All through the 14th century earthquakes occurred continually all over Europe (which was the case in Iceland also). The earthquake in Jan. 1348 became famous because it occurred in Avignon simultaneously with the outbreak of the plague (in January according to Guido de Chauliac).
It does not seem strange that the maximum of the tide generating force which so greatly influenced the ocean's movements should be accompanied by earthquakes. The Committee for earthquake statistics appointed by the B.A. has found a periodicity of 18 years in this phenomenon, which seems to hint a connection with moon periods. Also in Scandinavian countries the climatic variations appear to have brought bad years.
Of corresponding events in Iceland during the 14th century Professor P.A. Munch relates: (2)
The areas that can come under consideration are North America and Central Asia. In these parts of the world an intense research work is carried on which I can only slightly touch upon here. Professor E. Huntington (3) has studied the climatic variation both in Asia and America from a geological point of view. In America ha has obtained results of considerable interest by measuring the annual growth of the big Californian fir trees Sequoia gigantea some of which are 2000-3000 years old. I reproduce here Huntington's diagram (Fig 20) of the growth pro decade of their annual rings (i.e. the width of 10 annual ring in mm corrected for the difference in growth in the different ages of the tree. Fig 20. The growth, of course depends on the climate. Huntington writes:
Judging from the diagram such climatic conditions have prevailed during the 13th and 14th centuries. To me it seems probable that the abundant precipitation which favoured the rapid growth of the Californian pine trees was due to the influence of the tide generating force of the circulation in the Pacific. In any case it is interesting to find evidence of exceptional climatic conditions at the end of the Middle ages on the Pacific coast as well as on the Atlantic. In the interior of Asia these variations were still more fateful. The Asiatic steppe lakes alternately expanded and dried up causing destruction to the districts and cities on their shores which compelled the population to migrate. Huntington's investigation of ancient ruins and shorelines bring him to the following conclusion: “All the lakes appear to have experienced a period of contraction in the early part of the Christian era followed by expansion in the Middle ages and by renewed but less marked contraction in modern times.”
The expansion of the steppe lakes in Asia, which indicates a wet period occurred, according to Huntington, simultaneously with the moist period in California or about 1400 a.C. It was preceded by a dry and warm period which turned the kingdoms of central Asia into deserts and caused the invasion of Europe by the steppe people under Genghis Kahn a.o. According to Huntington several such periods of drought have occurred since the beginning of the Christian area both in America and central Asia. Huntington's opinion has recently been confirmed by Brückner who is a great authority on this matter; Brückner writes: “ebenso ist der Mongolinvasion eine Klimaverschlechterung in Asien vorausgegangen. Für diese liegt ein sicheres Sympton vor: das Kaspiche Meer hatte, nach Bauwerken an seiner Uferzone deren Alter sich bestimmen liess, in XII Jahrhundert einen Tiefstand wie niemals nachher und wie lange Zeit nich vorher. Ein silcher Tiefstand kann nur durch grosse Trockenheit hervorgerufen worden sein. Diese Trockenheit kann aber nicht lokal gewesen sein sondern muss, wie das ganze Gebiet der Wolga, so auch weite Gebiete Zentral-Asien mitbetroffen haben.

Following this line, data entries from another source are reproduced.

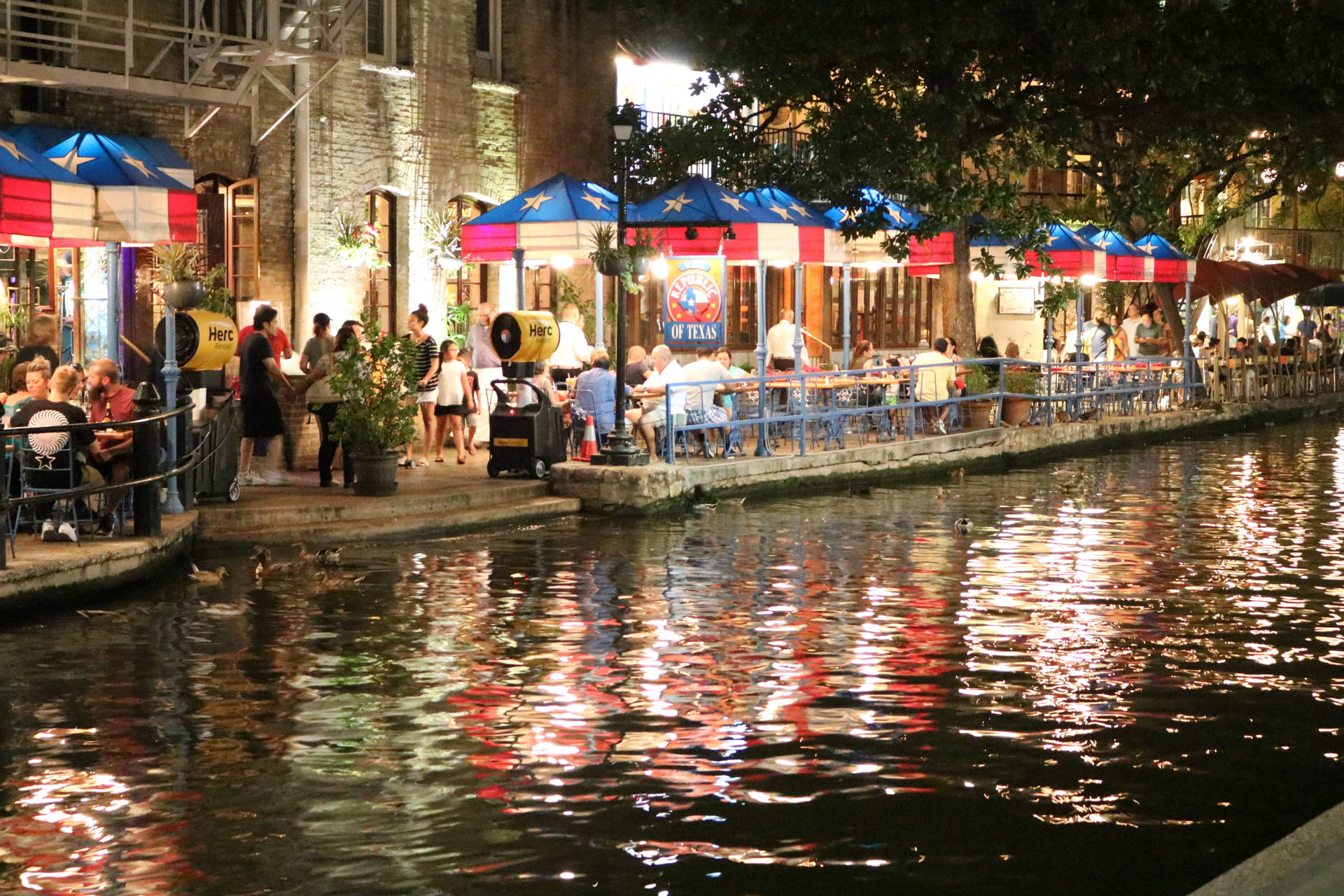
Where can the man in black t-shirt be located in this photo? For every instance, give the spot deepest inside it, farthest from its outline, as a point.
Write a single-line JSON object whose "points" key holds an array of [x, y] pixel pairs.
{"points": [[48, 450], [262, 418]]}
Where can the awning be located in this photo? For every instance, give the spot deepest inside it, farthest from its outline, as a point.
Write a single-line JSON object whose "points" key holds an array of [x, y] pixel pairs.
{"points": [[556, 216], [936, 250], [137, 203], [1126, 262], [714, 213], [1170, 264], [42, 203]]}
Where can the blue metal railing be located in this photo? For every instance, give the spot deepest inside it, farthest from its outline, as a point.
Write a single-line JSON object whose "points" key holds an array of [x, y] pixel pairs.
{"points": [[892, 402]]}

Brückner also points out how the effects of these wet or dry periods differ according to the geographical position of the countries. A period of draught which turns vast areas in Asia and North America into desert land may bring fertility and opulence to the countries on the Atlantic shores:
Bruckner's investigations concerning the 35-36 years variation of the climate, the rise and fall in the amount of precipitation, the prices of corn, and the emigration within the last century indicate, that the problem has once more become actual as stated by Ehrenheim in his paper “Om climaternas rörlighet” has once more become actual.
The very extent of these variations which encompass both America and Central Asia indicates that they are of cosmic origin. I have suggested that the one of their causes may be the variations in the tide generating force which in the first place depends on the changes of the moon periods. To be valid this explanation must be shown to apply to the great periodic variations encompassing 1800 years as well as to the smaller changes which are accomplished within a month. It is possible that by using the harmonic analysis in a less summary manner than the hitherto we may be able to distinguish between the effects of heat and gravity upon the meteorological variation of short periods. Mr. Strömberg who assisted me in the calculations of astronomic values has brought forward a new hypothesis which is the subject of a special paper and which shows the influence of the variation in the tide generating force on the changes of the mean temperatures in the course of a month. It is a common belief that the moon influences the weather. This belief is founded on the actual experience of mankind through countless ages.
Before starting weather forecasts of long range, however, it would be well to see how far the experience of the past bears out the theory here advanced as to the connection between climatic changes and the variation in the tide generating force. The greatest of the periods I have indicated, the period for the occurrence of the absolute maxima, attained its latest epoch in 1434 and has a periodicity of about 1800 years. The maximum previous to that of 1434 must have occurred about 366 b.C. In the interval there must have been an absolute minimum of the period, some where about 500-600 a.C. What happened then?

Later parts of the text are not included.